11:00-12:00 Controlling the Revolving and Rotating Motion Direction of Asymmetric Hexameric Nanomotor by Arginine Finger and Channel Chirality
Peixuan Guo,
College of Pharmacy
Many ATPases are nanoscale motion machines that are classified into three categories based on the motion mechanisms in transporting substrates: linear, rotating, and the recently discovered revolving motor (see here). Many ATPases are composed of multi-subunit ring-shaped structures that hydrolyze ATP to generate forces. An intriguing question is how these biomotors control the motion direction and regulate the sequential action of their multiple subunits. Many, but not all, ATPases are hexamers containing a conserved arginine finger in each subunit to control the direction of motion and coordinating the interactions of adjacent subunits. We use crystal structure, Cryo-EM, single molecule TIRF, optical tweezers, biotechnology, ATP analogue blockage and other biophysical approaches to illuminate the mechanisms of the motion direction control, inter-subunit interactions and sequential movements of individual subunits. The conclusion was supported by the of asymmetrical hexamer structure with one dimer and four monomers in the high-resolution structures of many ATPases. The trans-acting arginine residue is situated at the interface of two subunits and extends into the ATP binding pocket of the downstream subunit. Channel chirality and channel size are distinct between revolving or rotating biomotors. The conformational changes and entropy alternation triggered by ATP binding and hydrolysis will be presented as a new mechanism that deviates from the traditional concept of ATP-mediated mechanochemical energy coupling.

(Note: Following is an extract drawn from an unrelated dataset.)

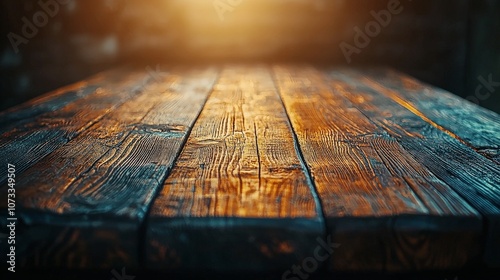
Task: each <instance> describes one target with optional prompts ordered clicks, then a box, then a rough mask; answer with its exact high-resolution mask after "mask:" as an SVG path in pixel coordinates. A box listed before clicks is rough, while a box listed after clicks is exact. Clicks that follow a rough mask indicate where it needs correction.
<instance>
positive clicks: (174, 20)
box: [0, 0, 500, 112]
mask: <svg viewBox="0 0 500 280" xmlns="http://www.w3.org/2000/svg"><path fill="white" fill-rule="evenodd" d="M39 1H40V0H37V1H34V0H1V5H0V21H1V27H0V32H1V36H2V41H1V45H0V73H1V78H0V91H1V105H0V109H5V108H8V107H10V106H13V105H16V104H19V103H20V102H23V101H26V100H28V99H30V98H33V97H35V96H37V95H39V94H42V93H45V92H47V91H49V90H52V89H55V88H57V87H60V86H62V85H66V84H68V83H72V82H75V81H78V80H81V79H84V78H85V77H88V76H89V75H91V74H93V73H95V72H98V71H101V70H104V69H107V68H110V67H114V66H117V65H121V64H124V63H131V62H132V63H141V64H143V65H147V66H148V67H150V69H157V67H159V69H160V70H161V68H162V67H163V68H165V69H166V67H167V64H172V63H179V62H183V63H209V62H217V63H222V62H254V61H262V62H311V63H323V64H347V62H346V59H345V58H344V56H343V54H342V51H341V50H340V47H339V45H340V43H341V42H346V43H349V44H351V45H354V31H353V28H354V27H356V26H358V27H359V28H361V29H364V28H365V26H366V24H367V23H368V22H370V21H371V20H373V17H372V15H371V13H370V11H372V10H373V11H377V12H378V11H380V10H382V9H386V8H387V4H388V3H389V2H390V1H391V0H241V3H240V4H238V5H235V6H234V7H231V11H228V12H226V13H224V19H223V20H221V18H219V16H218V14H217V12H216V10H215V8H214V5H213V4H214V0H149V1H140V0H64V1H63V0H60V1H61V2H67V3H65V4H58V6H59V11H58V12H57V13H56V14H55V15H54V16H53V17H50V16H49V17H48V20H47V23H46V24H44V25H43V26H42V27H40V28H38V31H37V33H36V35H35V36H33V38H30V39H29V40H28V43H26V44H20V45H19V51H18V52H17V53H16V52H15V51H14V48H13V47H12V44H11V42H10V40H9V37H8V35H9V34H12V33H15V34H17V35H20V36H22V28H23V25H24V22H23V20H22V19H23V17H26V18H27V19H28V20H29V21H30V22H33V15H35V14H36V13H37V12H39V11H43V9H42V8H41V6H40V5H39V3H38V2H39ZM50 1H56V0H41V2H43V3H46V2H50ZM221 1H222V2H223V3H228V2H231V0H221ZM237 2H238V1H235V0H233V1H232V3H237ZM400 3H401V5H402V7H403V11H402V12H401V13H400V14H398V15H393V16H392V19H391V21H390V23H389V25H388V26H387V27H382V29H381V32H380V34H379V35H377V36H374V37H373V38H372V39H371V42H370V44H369V45H368V46H367V47H366V48H363V49H362V51H361V53H360V54H354V55H353V56H352V62H351V63H350V65H353V66H357V65H379V66H380V65H383V66H390V67H393V68H396V69H398V70H401V71H403V72H406V73H409V74H411V75H413V76H415V77H417V78H419V79H421V80H423V81H425V82H428V83H430V84H433V85H436V86H439V87H441V88H444V89H446V90H449V91H451V92H453V93H455V94H457V95H459V96H462V97H464V98H467V97H469V99H470V100H475V102H477V103H478V104H479V105H480V106H483V107H486V108H489V109H491V110H493V111H496V112H500V87H496V88H495V90H494V91H493V92H492V93H490V96H489V97H488V98H486V99H484V100H480V99H474V98H473V97H474V96H475V89H476V88H477V87H478V86H479V85H481V82H480V80H479V78H478V77H484V79H486V80H487V79H488V77H489V76H490V75H491V77H492V80H493V81H498V82H500V38H499V37H500V1H497V0H440V1H435V0H434V1H432V0H413V1H411V0H400ZM484 90H485V89H484V88H483V91H482V92H481V93H483V94H485V93H488V92H487V91H484ZM471 97H472V98H471Z"/></svg>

The elucidation of motor structure, motion mechanism and direction control of polygon-shaped ATPases could provide a prototype for the fabrication of new types of motors in nanotechnology or at macro level.
Further reading:
12:20-1:20 Chromatin higher order folding, the physics of DNA organization
John van Noort,
Leiden University
Our genome is densely packed in a dynamic, hierarchical fashion, balancing compaction with controlled regulation of DNA accessibility. DNA organization starts with strings of nucleosomes, 147 bp DNA segments that are wrapped twice around 8 histone proteins, and fold into dense chromatin fibers. However, the structure of chromatin fibers is poorly defined and heavily debated. We used single-molecule techniques to probe and manipulate the dynamics of nucleosomes in individual chromatin fibers. These novel methods were initially applied to synthetic, highly homogeneous nucleosomal arrays. We found a strong dependence of the structure of the fibers on the length of the linker DNA, which was corroborated by rigid basepair Monte Carlo simulations. Unfortunately, synthetic chromatin lacks the complexity that provides functionality to our epi-genome. We recently developed a method to purify specific chromatin fragments from yeast without crosslinking the fiber. Magnetic Tweezers based force spectroscopy on intact, native fibers uniquely probes chromatin structure, composition and variations in it at the single-molecule level. Though we observed reduced unfolding forces, the native fibers showed similar stiffness and unfolding pathways as compared to synthetic chromatin. Our systematic single-molecule analysis of a wide range of chromatin compositions supports a general picture of nucleosomes stacking in 1- and 2-start topologies, whose stability is determined by the length of the linker DNA. These experimental results constrain the wide range of chromatin models and bring us closer to ab initio prediction of higher order chromatin folding.